The last time I was at the Brugge (Bruges) Christmas fair, in 2007, it was a short visit. It was raining and cold. The skating rink in the middle of the main town square was more slush than ice and, while the city is one of the prettiest in Belgium, I didn’t really enjoy the visit.
This year was completely different. It was a clear night with a little bite in the air. The skaters were out in force, the lights twinkled, the old buildings along the square (A UNESCO World Heritage Site) were outlined in lights and the crowd in a good mood. We enjoyed a walk through two squares worth of decorations, lights, booths, many with local handicrafts and art, and, of course with a lot of good food.

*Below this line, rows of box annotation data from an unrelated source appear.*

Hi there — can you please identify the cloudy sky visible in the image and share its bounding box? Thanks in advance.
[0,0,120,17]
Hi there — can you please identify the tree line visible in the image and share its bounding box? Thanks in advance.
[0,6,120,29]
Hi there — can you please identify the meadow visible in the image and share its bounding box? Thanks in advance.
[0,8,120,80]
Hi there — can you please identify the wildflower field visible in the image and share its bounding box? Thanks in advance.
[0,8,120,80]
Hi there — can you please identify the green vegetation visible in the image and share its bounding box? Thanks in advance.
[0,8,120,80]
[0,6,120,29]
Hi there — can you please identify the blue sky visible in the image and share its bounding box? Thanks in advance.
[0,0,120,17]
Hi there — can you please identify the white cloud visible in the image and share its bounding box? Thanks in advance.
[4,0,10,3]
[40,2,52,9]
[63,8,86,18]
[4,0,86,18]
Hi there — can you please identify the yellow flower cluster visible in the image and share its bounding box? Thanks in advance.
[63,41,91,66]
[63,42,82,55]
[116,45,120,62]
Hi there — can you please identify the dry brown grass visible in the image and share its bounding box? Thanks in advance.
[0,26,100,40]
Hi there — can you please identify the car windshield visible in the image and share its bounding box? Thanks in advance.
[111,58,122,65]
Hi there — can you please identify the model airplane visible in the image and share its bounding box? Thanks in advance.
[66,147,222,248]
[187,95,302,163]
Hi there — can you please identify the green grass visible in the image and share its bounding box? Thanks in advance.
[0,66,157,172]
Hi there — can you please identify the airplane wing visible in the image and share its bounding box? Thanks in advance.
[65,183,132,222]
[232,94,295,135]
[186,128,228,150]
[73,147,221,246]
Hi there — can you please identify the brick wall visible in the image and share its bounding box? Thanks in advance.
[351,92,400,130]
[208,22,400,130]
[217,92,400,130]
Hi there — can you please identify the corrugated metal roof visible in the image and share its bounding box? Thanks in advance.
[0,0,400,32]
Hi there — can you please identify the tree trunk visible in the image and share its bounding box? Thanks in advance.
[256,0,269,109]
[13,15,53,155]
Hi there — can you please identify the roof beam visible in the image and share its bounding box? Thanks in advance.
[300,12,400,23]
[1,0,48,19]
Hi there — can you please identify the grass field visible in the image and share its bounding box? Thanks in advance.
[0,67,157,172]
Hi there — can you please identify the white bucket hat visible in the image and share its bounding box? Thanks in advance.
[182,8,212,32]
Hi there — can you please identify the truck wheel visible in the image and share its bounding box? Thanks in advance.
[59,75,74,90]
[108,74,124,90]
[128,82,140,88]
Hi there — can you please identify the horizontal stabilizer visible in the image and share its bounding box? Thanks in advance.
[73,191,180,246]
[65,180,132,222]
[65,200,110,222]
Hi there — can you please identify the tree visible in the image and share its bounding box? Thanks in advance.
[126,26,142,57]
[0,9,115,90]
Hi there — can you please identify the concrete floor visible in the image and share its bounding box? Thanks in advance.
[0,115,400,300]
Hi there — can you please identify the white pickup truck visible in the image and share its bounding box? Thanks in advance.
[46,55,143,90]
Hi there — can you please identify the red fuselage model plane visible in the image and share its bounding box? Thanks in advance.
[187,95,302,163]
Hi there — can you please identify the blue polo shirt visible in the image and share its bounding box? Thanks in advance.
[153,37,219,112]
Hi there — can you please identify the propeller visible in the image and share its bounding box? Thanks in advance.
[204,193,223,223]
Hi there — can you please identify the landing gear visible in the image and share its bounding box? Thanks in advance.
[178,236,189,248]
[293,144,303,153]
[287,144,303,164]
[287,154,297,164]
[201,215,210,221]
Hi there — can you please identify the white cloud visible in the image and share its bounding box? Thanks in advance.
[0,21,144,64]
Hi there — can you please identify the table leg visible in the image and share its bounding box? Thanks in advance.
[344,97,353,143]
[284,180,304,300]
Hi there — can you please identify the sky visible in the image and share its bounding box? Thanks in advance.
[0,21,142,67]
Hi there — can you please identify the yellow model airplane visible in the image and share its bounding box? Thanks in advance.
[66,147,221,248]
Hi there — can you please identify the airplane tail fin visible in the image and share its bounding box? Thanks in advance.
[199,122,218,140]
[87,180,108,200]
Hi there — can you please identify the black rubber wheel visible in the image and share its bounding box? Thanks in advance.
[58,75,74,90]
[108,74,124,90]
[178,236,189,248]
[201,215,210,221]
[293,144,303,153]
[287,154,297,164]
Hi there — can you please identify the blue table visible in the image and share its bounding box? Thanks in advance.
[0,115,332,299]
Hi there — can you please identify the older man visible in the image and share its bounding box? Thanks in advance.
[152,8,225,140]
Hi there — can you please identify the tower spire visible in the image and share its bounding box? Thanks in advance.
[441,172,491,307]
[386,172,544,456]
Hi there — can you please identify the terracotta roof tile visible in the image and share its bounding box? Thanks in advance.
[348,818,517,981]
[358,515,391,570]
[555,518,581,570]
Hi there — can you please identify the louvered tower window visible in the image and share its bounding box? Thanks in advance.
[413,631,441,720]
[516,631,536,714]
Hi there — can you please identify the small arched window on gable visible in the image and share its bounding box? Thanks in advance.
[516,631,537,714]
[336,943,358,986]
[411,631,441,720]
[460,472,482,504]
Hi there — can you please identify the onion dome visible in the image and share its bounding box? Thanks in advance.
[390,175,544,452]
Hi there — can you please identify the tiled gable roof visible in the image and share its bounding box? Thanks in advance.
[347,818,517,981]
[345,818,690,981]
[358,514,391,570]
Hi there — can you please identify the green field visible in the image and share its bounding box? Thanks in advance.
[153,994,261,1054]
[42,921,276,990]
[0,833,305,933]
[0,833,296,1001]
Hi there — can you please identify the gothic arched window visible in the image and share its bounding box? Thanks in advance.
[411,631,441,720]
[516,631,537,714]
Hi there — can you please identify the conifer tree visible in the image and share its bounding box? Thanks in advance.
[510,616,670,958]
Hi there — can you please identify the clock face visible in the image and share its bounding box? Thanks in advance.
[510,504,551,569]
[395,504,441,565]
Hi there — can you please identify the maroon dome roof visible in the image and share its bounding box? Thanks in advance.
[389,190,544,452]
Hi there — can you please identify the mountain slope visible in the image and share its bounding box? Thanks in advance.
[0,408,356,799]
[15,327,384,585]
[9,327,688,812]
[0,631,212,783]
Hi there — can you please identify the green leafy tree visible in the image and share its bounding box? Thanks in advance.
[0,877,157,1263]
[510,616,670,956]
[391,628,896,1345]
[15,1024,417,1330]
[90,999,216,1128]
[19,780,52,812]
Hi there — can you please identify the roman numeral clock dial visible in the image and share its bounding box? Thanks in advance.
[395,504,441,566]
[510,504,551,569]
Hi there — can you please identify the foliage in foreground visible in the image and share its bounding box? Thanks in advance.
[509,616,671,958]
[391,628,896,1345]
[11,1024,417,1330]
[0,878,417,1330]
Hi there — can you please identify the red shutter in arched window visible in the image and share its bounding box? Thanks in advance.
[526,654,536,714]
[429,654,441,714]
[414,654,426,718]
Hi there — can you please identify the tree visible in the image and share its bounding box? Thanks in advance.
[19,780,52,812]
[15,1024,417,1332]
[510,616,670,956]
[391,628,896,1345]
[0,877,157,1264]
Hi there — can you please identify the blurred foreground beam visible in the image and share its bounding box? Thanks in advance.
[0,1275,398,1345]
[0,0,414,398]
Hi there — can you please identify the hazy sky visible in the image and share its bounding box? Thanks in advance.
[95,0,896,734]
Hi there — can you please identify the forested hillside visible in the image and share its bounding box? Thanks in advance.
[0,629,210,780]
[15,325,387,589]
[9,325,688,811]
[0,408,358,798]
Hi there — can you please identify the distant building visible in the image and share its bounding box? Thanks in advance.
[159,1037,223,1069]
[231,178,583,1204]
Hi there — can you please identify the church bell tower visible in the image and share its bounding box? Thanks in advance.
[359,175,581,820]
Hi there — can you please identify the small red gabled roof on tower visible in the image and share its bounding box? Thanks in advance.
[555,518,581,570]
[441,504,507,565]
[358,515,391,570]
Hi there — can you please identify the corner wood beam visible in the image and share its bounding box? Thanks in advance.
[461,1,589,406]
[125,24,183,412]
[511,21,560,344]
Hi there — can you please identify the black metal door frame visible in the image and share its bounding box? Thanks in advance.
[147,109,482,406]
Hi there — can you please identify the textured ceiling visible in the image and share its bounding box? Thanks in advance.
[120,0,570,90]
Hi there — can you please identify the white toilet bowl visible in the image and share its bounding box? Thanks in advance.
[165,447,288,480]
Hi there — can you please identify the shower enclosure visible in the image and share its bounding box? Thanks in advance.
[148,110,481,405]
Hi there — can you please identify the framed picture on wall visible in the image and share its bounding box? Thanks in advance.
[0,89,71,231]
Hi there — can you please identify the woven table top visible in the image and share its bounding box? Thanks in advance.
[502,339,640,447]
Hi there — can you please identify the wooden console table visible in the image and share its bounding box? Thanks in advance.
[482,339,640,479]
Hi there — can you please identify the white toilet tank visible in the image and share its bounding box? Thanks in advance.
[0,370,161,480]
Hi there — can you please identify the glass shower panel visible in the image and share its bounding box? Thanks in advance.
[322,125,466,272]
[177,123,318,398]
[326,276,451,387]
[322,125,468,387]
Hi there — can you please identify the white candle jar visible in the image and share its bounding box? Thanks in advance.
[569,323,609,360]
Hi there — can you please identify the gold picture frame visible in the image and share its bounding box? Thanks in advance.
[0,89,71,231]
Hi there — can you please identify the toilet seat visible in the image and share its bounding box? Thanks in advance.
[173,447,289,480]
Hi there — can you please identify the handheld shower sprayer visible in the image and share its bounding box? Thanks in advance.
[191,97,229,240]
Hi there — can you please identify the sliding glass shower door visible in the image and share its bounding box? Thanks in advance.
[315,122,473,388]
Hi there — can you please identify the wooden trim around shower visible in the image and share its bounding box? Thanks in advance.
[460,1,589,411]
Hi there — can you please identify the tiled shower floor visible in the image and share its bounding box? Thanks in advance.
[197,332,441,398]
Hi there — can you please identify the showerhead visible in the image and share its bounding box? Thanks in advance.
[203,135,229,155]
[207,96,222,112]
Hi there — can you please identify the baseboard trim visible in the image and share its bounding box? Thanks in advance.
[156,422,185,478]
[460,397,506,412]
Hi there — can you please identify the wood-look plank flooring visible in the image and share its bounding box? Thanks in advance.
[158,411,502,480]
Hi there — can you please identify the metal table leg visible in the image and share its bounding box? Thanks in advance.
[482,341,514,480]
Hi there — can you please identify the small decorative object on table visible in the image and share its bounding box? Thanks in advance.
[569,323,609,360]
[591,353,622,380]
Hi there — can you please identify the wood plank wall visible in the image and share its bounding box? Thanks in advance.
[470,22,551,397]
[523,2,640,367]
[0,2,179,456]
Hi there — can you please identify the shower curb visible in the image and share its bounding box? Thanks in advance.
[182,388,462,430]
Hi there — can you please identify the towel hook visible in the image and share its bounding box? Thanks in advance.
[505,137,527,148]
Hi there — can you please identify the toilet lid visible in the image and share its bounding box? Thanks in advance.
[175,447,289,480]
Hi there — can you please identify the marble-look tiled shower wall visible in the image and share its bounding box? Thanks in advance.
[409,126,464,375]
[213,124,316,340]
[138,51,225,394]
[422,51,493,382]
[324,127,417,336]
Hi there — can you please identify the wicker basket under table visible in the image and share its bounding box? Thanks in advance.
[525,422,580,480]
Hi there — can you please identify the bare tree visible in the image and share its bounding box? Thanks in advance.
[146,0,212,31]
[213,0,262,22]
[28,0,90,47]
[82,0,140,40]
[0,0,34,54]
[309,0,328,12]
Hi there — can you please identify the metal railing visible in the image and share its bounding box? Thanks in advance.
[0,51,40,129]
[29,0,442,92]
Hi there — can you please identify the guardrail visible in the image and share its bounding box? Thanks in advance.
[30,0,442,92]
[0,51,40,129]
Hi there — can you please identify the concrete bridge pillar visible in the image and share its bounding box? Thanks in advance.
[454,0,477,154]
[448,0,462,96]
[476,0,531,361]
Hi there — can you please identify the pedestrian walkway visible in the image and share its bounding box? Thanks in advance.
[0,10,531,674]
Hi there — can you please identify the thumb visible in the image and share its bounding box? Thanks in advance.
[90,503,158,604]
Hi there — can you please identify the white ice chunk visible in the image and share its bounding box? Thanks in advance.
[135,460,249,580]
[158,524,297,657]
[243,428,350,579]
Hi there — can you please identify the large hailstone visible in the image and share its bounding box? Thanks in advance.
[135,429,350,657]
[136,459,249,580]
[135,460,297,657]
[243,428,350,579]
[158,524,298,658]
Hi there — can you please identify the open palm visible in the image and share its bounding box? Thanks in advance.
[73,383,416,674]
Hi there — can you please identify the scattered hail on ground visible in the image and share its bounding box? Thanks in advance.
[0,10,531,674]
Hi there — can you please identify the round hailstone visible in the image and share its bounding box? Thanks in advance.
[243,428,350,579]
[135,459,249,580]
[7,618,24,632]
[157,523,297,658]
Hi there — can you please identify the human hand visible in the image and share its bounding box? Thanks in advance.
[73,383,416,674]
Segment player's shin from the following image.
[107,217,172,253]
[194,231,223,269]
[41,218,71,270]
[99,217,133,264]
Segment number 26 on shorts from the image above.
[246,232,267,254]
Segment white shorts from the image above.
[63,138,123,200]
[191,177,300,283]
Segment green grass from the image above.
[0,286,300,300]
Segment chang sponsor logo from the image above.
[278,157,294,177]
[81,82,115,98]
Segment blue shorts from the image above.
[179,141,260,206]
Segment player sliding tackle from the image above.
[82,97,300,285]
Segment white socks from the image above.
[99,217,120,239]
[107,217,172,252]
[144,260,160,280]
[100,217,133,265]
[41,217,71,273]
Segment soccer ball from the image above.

Brugge is an old Hanseatic trading town known for its lace making industry. It, like Amsterdam, is a town of canals. It housed the exiled court of King Charles II of England during the Cromwell Commonwealth. In about 1500 its access to the sea silted up and the town went from 200,000 to 50,000 people. It was mainly deserted for a few hundred years. George Rodenbach wrote a novel, Bruges the Dead about the deserted city and Erich Korngold adapted the novel into an Opera “The Dead City.” In 1900 the town looked much like it had in 1500, except, of course, more rundown. In the late 1800s it became attractive for tourists drawn by Renaissance architecture, Renaissance fairs and, of course, the Christmas Market. The city’s population has bounced back to 117,000, with the old town home to around 20,000 people. This is still not the size it was in its Hanseatic days but it makes for a nice place to visit.